This study reports the assembly, annotation and structural analysis of A. compactum cp genome for the first time. And to reveal the structure of this cp genome, we compare the organization (IR expansion/contraction and divergent regions) of complete cp genomes between A. compactum and other Zingiberaceae species. We also provide the result of phylogenetic analyses on basis of 67 protein-coding gene sequences from A. compactum and 14 monocot cp genomes.

Methods

DNA extraction and sequencing

Fresh A. compactum leaves were acquired from cultivated bases in Guangdong Province, China. The total cp DNA was extracted from roughly 100 g of leaves through an improved method by Li et al. [10]. The quality of cp DNA was checked by Nanodrop-2000 spectrometer (Nanodrop Technologies, Wilmington, DE, USA), and agarose gel electrophoresis. Pure cp DNA was used for shotgun library construction with 454 GS FLX Titanium platform. The obtained SFF file was preprocessed by trimming short (L < 50 bp) and low-quality (Q < 20) reads. Trimmed reads were assembled using Newbler V2.6 (GS FLX De Novo Assembler Software). In order to verify the assembly, the four junctional regions were further confirmed by Sanger sequencing.
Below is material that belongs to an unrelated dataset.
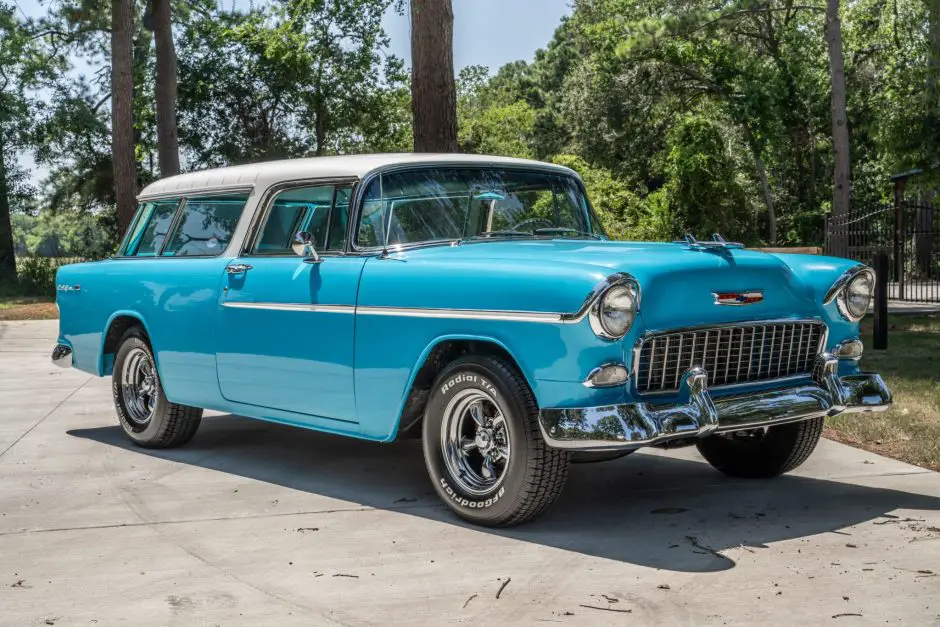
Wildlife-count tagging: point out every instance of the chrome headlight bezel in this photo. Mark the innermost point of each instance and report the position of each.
(622, 286)
(840, 290)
Genome assembly and annotation

Preliminary gene annotation of this cp genome was performed by CpGAVAS, a program available online (http://www.herbalgenomics.org/0506/cpgavas) [11]. The position of each gene was then manually corrected by Apollo [12] after alignment to the reference genomes by MEGA 5.0. In addition, according to start and stop codons, minor revisions were performed. The tRNAs were further confirmed by the online tool tRNAscan-SE with default settings (http://lowelab.ucsc.edu/tRNAscan-SE/). [13]. Then, the circular map of this cp genome was accomplished by OrganellarGenomeDRAW program (http://ogdraw.mpimp-golm.mpg.de/) [14]. Finally, the complete cp genome of A. compactum was submitted to NCBI GenBank database (Accession Number: MG000589).

Sequence analyses

Relative synonymous codon usage (RSCU) values, which were used to research the features of variations in synonymous and nonsynonymous codon usage by disregarding the composition impact of amino acid, were determined using MEGA 6.0 [15]. Additionally, GC content and codon usage were determined by MEGA 6.0. SSRs (simple sequence repeats) loci were detected by MISA software (http://pgrc.ipk-gatersleben.de/misa/), with following thresholds: ten, six, five, five, five, and five repeat units for mono-nucleotide, di-nucleotide, tri-nucleotide, tetra-nucleotide, penta-nucleotide, and hexa-nucleotide SSRs, respectively. To analyze the repeat structure, REPuter [16] (http://bibiserv.techfak.uni-bielefeld.de/reputer/) was performed to detect forward (direct) and palindromic (inverted) repeats in the cp genome. The minimum repeat unit was set to 30 bp in length, the identity of repeats was set to > 90%, and the Hamming distance equals three. All identified results were verified and redundant repeats were manually removed.

Genome comparison

Pairwise alignments of several cp genome sequences were conducted by MUMmer [17], and the dot plots were drawn using a Perl script. The complete cp genomes of A. compactum and three other Zingiberaceae species (Additional file 1), Curcuma flaviflora (KR967361), Curcuma roscoeana (KF601574), and Zingiber spectabile (JX088661), were used for comparative analysis by mVISTA program (http://genome.lbl.gov/vista/index.shtml) [18] in Shuffle-LAGAN mode. A. compactum was set as the reference.

Phylogenomic analysis

To examine the phylogenetic position of A. compactum, 14 complete chloroplast genomes were downloaded from NCBI. The 67 shared protein-coding gene sequences were extracted using a Python script and aligned separately by ClustalW2. Phylogenetical trees were reconstructed based on 67 concatenated protein-coding gene sequences by MP and ML methods. The best-fitting model was filtrated by jModelTest 2.1.7 through the Akaike information criterion (AIC) [19]. The MP tree was reconstructed by PAUP ver. 4.0b10 [20] with a heuristic search, while ML analysis was calculated by RAxML-HPC 2.7.6.3 on XSEDE in the CIPRES Science Gateway (http://www.phylo.org/) with default parameters. Based on APGIII, Fritillaria cirrhosa was set as an outgroup. Both MP and ML analyses used 1000 bootstrap replicates.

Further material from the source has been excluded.